Une autre raison de rejeter l'exception suisse d'une affectation totale est qu'elle creuserait plus encore le fossé entre la circulation routière et les transports publics en matière de dépenses et de tarifs. Alors que les usagers des transports publics cofinanceraient l'extension de l'offre en payant leurs billets plus cher, les automobilistes resteraient à l'abri d'une hausse des taxes dans les années à venir. L'aménagement des routes nationales serait en effet financé exclusivement par des économies dans d'autres domaines de tâches de la Confédération. Une telle inégalité de traitement minerait la politique coordonnée des transports et risquerait de surcroît de provoquer un transfert indésirable du trafic du rail vers la route.
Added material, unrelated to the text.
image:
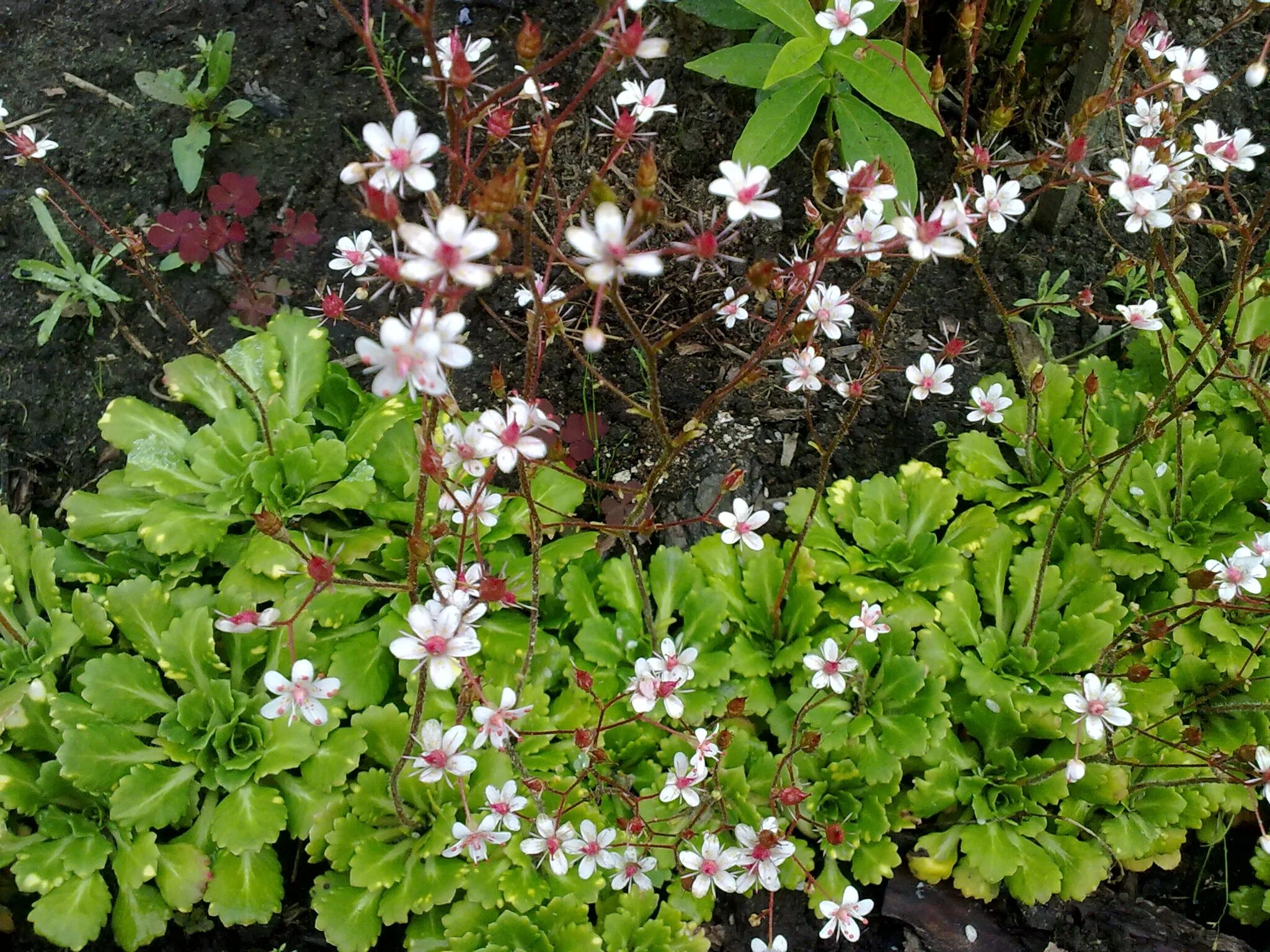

Ainsi, l'initiative «Pour un financement équitable des transports» résout les problèmes de financement de la circulation routière au détriment d'autres tâches importantes pour la prospérité et l'égalité sociale. Elle réduit les investissements dans la formation et la recherche. Elle prive la Confédération de moyens pourtant nécessaires pour promouvoir le développement régional et l'agriculture. Elle menace le plan de financement de l'aménagement de l'infrastructure ferroviaire accepté par le peuple et les cantons. Elle réduit constamment le coût réel de la conduite automobile, tandis que le rail et les services de bus devront continuer de relever leurs tarifs.

Ce faisant, non seulement elle pèse sur l'environnement, mais elle crée aussi plus d'embouteillages, notamment dans les villes et les agglomérations. Enfin, elle contrecarre les efforts déployés pour réduire la consommation d'énergie et les émissions de CO2 dues aux transports. Pour toutes ces raisons, il ne saurait être question, selon le Conseil fédéral, d'un plan de financement équitable. Ce plan est au contraire unilatéral et déséquilibré.

Aussi le Conseil fédéral propose-t-il aux Chambres fédérales de recommander au peuple et aux cantons de rejeter l'initiative populaire «Pour un financement équitable des transports».